S2 — Project-root inference from CWD ancestry

Source: walk parent directories looking for .git, pyproject.toml, package.json, Cargo.toml, go.mod. Closest ancestor = "current project context". Cost: ~0.5 day.

S3 — Indexed-folder graph (in-memory neighbour set)

Source: every skygrep index invocation records the indexed root in metadata. List "all roots ever indexed" and use as candidates. Cost: ~1 day.

S4 — Query history → folder co-occurrence

Source: for every skygrep query, record the folder of the top-1 result.
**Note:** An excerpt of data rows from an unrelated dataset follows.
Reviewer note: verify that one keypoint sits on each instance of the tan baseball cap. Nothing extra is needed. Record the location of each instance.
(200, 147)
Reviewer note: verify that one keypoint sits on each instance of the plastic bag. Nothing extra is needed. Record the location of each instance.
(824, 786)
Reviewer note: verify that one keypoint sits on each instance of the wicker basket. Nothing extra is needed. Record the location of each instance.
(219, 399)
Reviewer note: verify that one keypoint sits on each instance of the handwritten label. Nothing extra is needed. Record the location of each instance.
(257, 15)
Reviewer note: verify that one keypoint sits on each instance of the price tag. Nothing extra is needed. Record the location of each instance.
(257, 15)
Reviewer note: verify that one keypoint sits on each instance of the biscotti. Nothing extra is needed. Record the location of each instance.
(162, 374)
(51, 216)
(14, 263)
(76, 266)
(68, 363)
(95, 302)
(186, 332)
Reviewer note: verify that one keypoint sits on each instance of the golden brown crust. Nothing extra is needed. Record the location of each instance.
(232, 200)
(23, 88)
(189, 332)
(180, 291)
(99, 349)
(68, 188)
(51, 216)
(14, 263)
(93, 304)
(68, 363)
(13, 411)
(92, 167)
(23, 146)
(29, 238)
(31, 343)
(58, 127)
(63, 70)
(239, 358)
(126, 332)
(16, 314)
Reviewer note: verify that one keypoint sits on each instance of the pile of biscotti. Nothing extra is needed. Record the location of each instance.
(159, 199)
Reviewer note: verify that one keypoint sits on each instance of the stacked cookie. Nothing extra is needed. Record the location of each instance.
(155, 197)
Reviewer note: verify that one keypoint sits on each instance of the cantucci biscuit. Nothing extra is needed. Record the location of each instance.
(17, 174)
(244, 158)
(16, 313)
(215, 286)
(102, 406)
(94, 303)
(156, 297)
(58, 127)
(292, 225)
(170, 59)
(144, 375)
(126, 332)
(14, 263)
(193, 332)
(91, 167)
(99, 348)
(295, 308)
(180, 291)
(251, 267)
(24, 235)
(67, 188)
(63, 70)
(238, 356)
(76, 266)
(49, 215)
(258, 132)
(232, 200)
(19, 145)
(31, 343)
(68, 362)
Build (query-token, folder) edges weighted by frequency, TF-IDF. Cost: ~2 days.

S5 — System-wide Spotlight integration (most ambitious in v1)

Source: macOS mdfind — Spotlight already has an exhaustive metadata index. Cost: ~3 days. Privacy concern: opt-in only.

4. Phased implementation (v1)

Phase G-1 — recently-accessed dir prior (~1 week)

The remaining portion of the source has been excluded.